By Cian Molloy - 14 January, 2019
Tourists throw about €4,000 into the Trevi Fountain’s pools and cascades every day, which until now has been used to fund Caritas Italia's projects to help Rome's poor.
Rome’s largest Baroque fountain is at the centre of a church–state power struggle over who should receive the money it generates.
Rome’s mayor, Virginia Raggi, insists that funds generated by the Trevi Fountain should go to municipal social solidarity and assistance projects rather than to Church-run social welfare programmes.
Designed by Nicolas Salvi in the 1730s following a contest organised by Pope Clement XII, the Trevi Fountain is a must see for any visitor to Rome, not least because of a tradition that claims that anyone who casts a coin into its waters – from their right hand, over their left shoulder, with both eyes closed – will return again to Rome one day.
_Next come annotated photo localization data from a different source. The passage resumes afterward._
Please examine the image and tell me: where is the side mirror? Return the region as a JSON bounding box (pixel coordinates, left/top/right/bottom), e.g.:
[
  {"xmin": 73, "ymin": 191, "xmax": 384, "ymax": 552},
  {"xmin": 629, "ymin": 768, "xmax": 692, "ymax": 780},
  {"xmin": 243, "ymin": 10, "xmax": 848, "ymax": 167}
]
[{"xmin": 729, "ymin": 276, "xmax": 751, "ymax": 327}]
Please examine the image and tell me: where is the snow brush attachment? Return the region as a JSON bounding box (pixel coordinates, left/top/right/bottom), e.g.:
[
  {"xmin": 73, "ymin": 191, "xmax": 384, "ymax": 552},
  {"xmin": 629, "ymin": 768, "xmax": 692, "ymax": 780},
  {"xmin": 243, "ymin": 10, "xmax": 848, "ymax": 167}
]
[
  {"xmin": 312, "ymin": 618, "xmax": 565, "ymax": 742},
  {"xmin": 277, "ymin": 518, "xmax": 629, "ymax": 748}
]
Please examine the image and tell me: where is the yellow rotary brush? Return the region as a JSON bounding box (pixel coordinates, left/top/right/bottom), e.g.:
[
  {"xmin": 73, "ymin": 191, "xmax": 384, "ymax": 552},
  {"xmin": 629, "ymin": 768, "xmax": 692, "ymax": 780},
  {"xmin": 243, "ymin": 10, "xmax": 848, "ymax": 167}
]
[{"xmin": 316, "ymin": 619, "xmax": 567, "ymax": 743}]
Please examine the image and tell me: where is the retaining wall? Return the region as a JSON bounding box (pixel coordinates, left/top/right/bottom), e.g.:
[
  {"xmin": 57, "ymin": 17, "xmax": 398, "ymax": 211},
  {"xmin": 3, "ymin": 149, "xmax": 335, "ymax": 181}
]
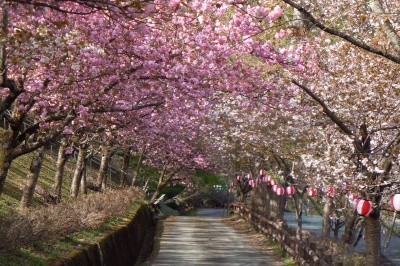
[{"xmin": 57, "ymin": 205, "xmax": 156, "ymax": 266}]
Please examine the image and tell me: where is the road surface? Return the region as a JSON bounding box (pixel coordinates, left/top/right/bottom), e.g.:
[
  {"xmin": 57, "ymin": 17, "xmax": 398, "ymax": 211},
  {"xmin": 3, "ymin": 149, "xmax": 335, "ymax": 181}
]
[{"xmin": 151, "ymin": 208, "xmax": 283, "ymax": 266}]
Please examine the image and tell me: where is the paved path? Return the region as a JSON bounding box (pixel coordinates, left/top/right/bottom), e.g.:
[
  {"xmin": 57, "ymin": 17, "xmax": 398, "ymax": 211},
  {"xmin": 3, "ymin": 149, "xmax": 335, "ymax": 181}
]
[{"xmin": 151, "ymin": 208, "xmax": 282, "ymax": 266}]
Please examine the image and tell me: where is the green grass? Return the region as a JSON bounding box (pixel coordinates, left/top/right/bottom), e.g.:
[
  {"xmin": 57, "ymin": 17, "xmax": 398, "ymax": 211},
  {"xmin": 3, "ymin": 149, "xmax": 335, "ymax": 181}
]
[
  {"xmin": 0, "ymin": 147, "xmax": 129, "ymax": 218},
  {"xmin": 0, "ymin": 152, "xmax": 76, "ymax": 218}
]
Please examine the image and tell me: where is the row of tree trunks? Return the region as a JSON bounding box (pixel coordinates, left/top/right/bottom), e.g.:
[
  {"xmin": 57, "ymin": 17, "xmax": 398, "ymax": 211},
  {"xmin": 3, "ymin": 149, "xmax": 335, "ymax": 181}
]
[{"xmin": 6, "ymin": 131, "xmax": 148, "ymax": 208}]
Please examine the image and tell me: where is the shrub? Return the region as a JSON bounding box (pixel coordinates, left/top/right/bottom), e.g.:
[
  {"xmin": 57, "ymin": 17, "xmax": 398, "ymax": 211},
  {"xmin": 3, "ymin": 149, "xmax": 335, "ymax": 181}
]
[{"xmin": 0, "ymin": 188, "xmax": 144, "ymax": 255}]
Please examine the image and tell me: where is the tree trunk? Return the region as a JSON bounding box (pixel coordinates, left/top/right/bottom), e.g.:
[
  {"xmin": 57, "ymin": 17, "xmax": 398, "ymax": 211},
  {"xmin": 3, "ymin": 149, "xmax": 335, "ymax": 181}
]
[
  {"xmin": 20, "ymin": 146, "xmax": 46, "ymax": 208},
  {"xmin": 52, "ymin": 138, "xmax": 70, "ymax": 201},
  {"xmin": 237, "ymin": 190, "xmax": 245, "ymax": 203},
  {"xmin": 70, "ymin": 144, "xmax": 87, "ymax": 197},
  {"xmin": 120, "ymin": 152, "xmax": 131, "ymax": 187},
  {"xmin": 369, "ymin": 0, "xmax": 400, "ymax": 51},
  {"xmin": 96, "ymin": 145, "xmax": 112, "ymax": 190},
  {"xmin": 80, "ymin": 167, "xmax": 87, "ymax": 195},
  {"xmin": 250, "ymin": 184, "xmax": 264, "ymax": 215},
  {"xmin": 365, "ymin": 209, "xmax": 381, "ymax": 264},
  {"xmin": 131, "ymin": 151, "xmax": 144, "ymax": 187},
  {"xmin": 294, "ymin": 195, "xmax": 303, "ymax": 240},
  {"xmin": 0, "ymin": 4, "xmax": 9, "ymax": 86},
  {"xmin": 342, "ymin": 209, "xmax": 358, "ymax": 244},
  {"xmin": 322, "ymin": 196, "xmax": 333, "ymax": 237},
  {"xmin": 0, "ymin": 129, "xmax": 13, "ymax": 196},
  {"xmin": 150, "ymin": 166, "xmax": 168, "ymax": 203}
]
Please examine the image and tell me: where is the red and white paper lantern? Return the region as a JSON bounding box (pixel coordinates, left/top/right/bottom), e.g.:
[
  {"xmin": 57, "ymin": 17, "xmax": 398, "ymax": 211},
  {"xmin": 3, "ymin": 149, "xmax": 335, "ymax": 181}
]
[
  {"xmin": 262, "ymin": 175, "xmax": 269, "ymax": 183},
  {"xmin": 228, "ymin": 188, "xmax": 233, "ymax": 193},
  {"xmin": 259, "ymin": 169, "xmax": 266, "ymax": 176},
  {"xmin": 267, "ymin": 175, "xmax": 272, "ymax": 183},
  {"xmin": 270, "ymin": 179, "xmax": 276, "ymax": 186},
  {"xmin": 256, "ymin": 178, "xmax": 262, "ymax": 185},
  {"xmin": 237, "ymin": 175, "xmax": 242, "ymax": 181},
  {"xmin": 272, "ymin": 184, "xmax": 279, "ymax": 192},
  {"xmin": 390, "ymin": 194, "xmax": 400, "ymax": 211},
  {"xmin": 230, "ymin": 181, "xmax": 235, "ymax": 187},
  {"xmin": 307, "ymin": 187, "xmax": 317, "ymax": 197},
  {"xmin": 286, "ymin": 186, "xmax": 295, "ymax": 196},
  {"xmin": 327, "ymin": 186, "xmax": 335, "ymax": 197},
  {"xmin": 276, "ymin": 187, "xmax": 285, "ymax": 196},
  {"xmin": 249, "ymin": 179, "xmax": 254, "ymax": 186},
  {"xmin": 356, "ymin": 199, "xmax": 372, "ymax": 216}
]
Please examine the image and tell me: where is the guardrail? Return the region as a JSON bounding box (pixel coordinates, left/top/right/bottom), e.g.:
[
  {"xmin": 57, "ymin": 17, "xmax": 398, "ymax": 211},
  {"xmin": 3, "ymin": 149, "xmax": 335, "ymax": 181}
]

A further elaboration of the superstition has it that anyone who throws two coins into the fountain in the prescribed manner will fall in love with a Roman, and anyone who throws in three coins or more will marry one.
As a result of the tradition, the fountain is a substantial source of money. Tourists throw an estimated €4,000 a day into the Trevi’s pools and cascades every day. The total amount last year was more than €1.5m.
Recently, that money has gone to Caritas Italia, an agency of the Italian Bishops Conference, established in 1971. Officially, the Irish equivalent of this Italian agency is Trócaire, but there are significant differences. While Trócaire is the Irish bishops’ overseas development and aid agency, Caritas Italia funds and carries out good works across Italy, as well as overseas. Its projects include food kitchens, mental health initiatives and supports for the homeless.
Around 15 per cent of Caritas Italia’s annual budget is spent on helping the poor of Rome, with a significant portion of that coming from the Trevi Fountain. But now Mayor Raggi has said it would be more appropriate for that money to go to supporting the city council’s social initiatives, which are under enormous pressure because of the city’s enormous public debt of €14bn. So from 1st April this year, all coins collected from the Trevi Fountain will now go into a City of Rome municipal fund.
So far, the Italian bishops have not commented, but last week the issue was highlighted in Avvenire, the Milan-based newspaper that enjoys close links with the Italian hierarchy. Writer Luca Liverani commented that if the funds are to be managed by city council employees, a significant proportion will be lost in administration costs, as tasks carried out by Caritas volunteers, such as physically sorting and counting coins, will have to be paid for.
Furthermore, as a charity, Caritas can provide assistance directly to needy families in ways impossible for civil service agencies, with Mr Liverani citing as an example the one-off grants given by Caritas to needy families to help cover unforeseen domestic emergencies. He said, as a result of the change, the people who most need help in Rome will lose out.